Synchronous colorectal carcinomas

Case contributed by Bruno Di Muzio
Diagnosis certain

Presentation

Abdominal pain and constipation.

Patient Data

Age: 80 years
Gender: Male

CT Abdomen and pelvis

ct

There are two foci of focal colonic wall thickening with stricture identified at the distal transverse colon/splenic flexure and rectosigmoid transition. No bowel obstruction. No signs of metastatic disease. 

PET-CT (18F-FDG)

Nuclear medicine

Increased FDG uptake within the colonic lesions is in keeping with colorectal tumors. No metastatic disease. 

Annotated images

Annotated image

Arrows pointing to the synchronous colorectal tumors on both CT and PET modalities.  

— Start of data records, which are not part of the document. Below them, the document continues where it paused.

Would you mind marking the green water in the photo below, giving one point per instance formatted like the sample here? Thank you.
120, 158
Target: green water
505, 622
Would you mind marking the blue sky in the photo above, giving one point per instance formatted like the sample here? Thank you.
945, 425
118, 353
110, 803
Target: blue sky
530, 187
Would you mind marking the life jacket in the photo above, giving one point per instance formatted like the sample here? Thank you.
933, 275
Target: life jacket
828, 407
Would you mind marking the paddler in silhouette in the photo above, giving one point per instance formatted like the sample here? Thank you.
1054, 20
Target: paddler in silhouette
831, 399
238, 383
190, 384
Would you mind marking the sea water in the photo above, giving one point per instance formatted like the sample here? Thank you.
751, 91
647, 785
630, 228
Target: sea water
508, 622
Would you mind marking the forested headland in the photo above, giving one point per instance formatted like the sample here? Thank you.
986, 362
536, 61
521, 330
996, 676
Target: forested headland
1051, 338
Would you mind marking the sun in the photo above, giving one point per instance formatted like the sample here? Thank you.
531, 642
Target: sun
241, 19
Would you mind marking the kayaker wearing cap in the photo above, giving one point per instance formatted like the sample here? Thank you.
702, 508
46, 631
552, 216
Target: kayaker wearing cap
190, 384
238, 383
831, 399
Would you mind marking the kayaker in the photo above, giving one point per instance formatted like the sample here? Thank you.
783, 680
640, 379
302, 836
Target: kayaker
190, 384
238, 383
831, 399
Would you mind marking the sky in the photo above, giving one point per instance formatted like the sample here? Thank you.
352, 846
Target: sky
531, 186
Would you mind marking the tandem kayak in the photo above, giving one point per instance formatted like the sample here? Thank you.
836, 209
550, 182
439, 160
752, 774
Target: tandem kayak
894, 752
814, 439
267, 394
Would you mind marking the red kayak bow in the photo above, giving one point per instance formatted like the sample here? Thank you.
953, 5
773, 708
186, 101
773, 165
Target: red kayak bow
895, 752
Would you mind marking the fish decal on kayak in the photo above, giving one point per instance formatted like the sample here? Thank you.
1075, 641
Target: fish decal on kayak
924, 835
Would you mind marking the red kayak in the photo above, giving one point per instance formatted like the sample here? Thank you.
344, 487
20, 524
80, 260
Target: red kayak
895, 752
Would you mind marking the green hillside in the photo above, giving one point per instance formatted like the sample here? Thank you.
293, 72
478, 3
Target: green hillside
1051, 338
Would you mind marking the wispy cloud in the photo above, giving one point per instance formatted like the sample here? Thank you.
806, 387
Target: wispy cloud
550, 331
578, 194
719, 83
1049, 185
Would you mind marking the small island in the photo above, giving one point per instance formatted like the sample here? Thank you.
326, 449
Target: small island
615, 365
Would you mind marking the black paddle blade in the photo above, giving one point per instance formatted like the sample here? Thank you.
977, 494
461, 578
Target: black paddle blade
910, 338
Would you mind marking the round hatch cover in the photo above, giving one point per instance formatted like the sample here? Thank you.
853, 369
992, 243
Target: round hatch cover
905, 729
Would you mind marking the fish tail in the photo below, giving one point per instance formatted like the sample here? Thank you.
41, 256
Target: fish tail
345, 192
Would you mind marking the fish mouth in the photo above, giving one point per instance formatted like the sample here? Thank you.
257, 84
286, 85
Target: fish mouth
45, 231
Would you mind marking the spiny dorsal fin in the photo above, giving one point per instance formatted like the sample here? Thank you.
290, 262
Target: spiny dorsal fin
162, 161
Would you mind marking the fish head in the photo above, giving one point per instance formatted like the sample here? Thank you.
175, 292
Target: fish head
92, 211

Macroscopy:  A. Labeled "Left hemicolectomy and anterior resection". A segment of large bowel 580 x 40 mm with attached mesentery 90 mm. Two separate lesions are identified. The 1st is located 52 mm from the closest longitudinal margin (designated margin 1). It is an ulcerated tumor 25 mm in length and 30 mm in diameter, present on the antimesenteric surface. The tumor extends through the muscularis propria to abut the serosal surface where it is is associated with a smooth area of pallor 20 x 10 mm (serosal surface inked green). In this area, a small amount of the subserosal fat 8 x 4 mm is present on the antimesenteric aspect into which the tumor directly extends. The tumor is 30 mm from the closest non-peritonealised mesenteric margin. An area of dark grey discolouration, 25 x 15 mm is present adjacent to the tumor, toward margin 1, in keeping with a tattoo.

The 2nd tumor is located 55 mm from margin 2 (415 mm from tumor 1) and is a near circumferential, stenosing tumor 20 mm in length. In this area the bowel lumen is narrowed to 7 mm. The tumor extends through the muscularis propria to abut the serosal surface where it is associated with an area of puckering and adherent fat 15 x 10 mm (inked black). The tumor extends through the muscularis propria into this adherent fat, total depth 13 mm. It is present 28 mm from the closest non-peritonealised mesenteric resection margin. 

The bowel between tumor 1 and tumor 2 has a luminal diameter of 50 mm and is associated with thinning of the bowel wall to 1 mm. 

Microscopy:  A. Tumor 1 is a moderately differentiated adenocarcinoma comprising irregular glandular structures lined by markedly atypical columnar epithelial cells, infiltrating within a desmoplastic stroma. In areas, there is abundant extracellular mucin (<50% of the tumor). The carcinoma invades into subserosa (A3). No serosal invasion is seen. Lymphovascular space invasion is identified but no extramural venous invasion is seen. 

Tumor 2 is a moderately differentiated adenocarcinoma comprising irregular, sometimes cribriform glandular structures lined by markedly atypical columnar epithelial cells, infiltrating within a desmoplastic stroma. Carcinoma invades through the full thickness of the colonic wall and extends to the serosal surface. No definite vascular invasion is seen.

Ten of twenty-five (10/25) mesenteric lymph nodes show metastatic adenocarcinoma including nodes adjacent to both tumors. The apical node is also involved.

Elsewhere, a small hyperplastic polyp is present toward margin 1. The colon at the resection margins is otherwise within normal limits. The colon between the two tumors show mild mural thinning. 

 

Opinion: Left hemicolectomy and anterior resection: Two separate foci of moderately differentiated adenocarcinoma.

Case Discussion

This patient underwent surgery (left hemicolectomy) with diagnosis confirmation of synchronous adenocarcinoma NOS pT4a, N2b.

Synchronous colorectal cancers are characterized by the presence of others distinct tumoral foci at diagnosis, intra-operatively, or within 6 months of the resection of the primary lesion. After the 6 months, a new distinct colorectal cancer is called metachronous 1.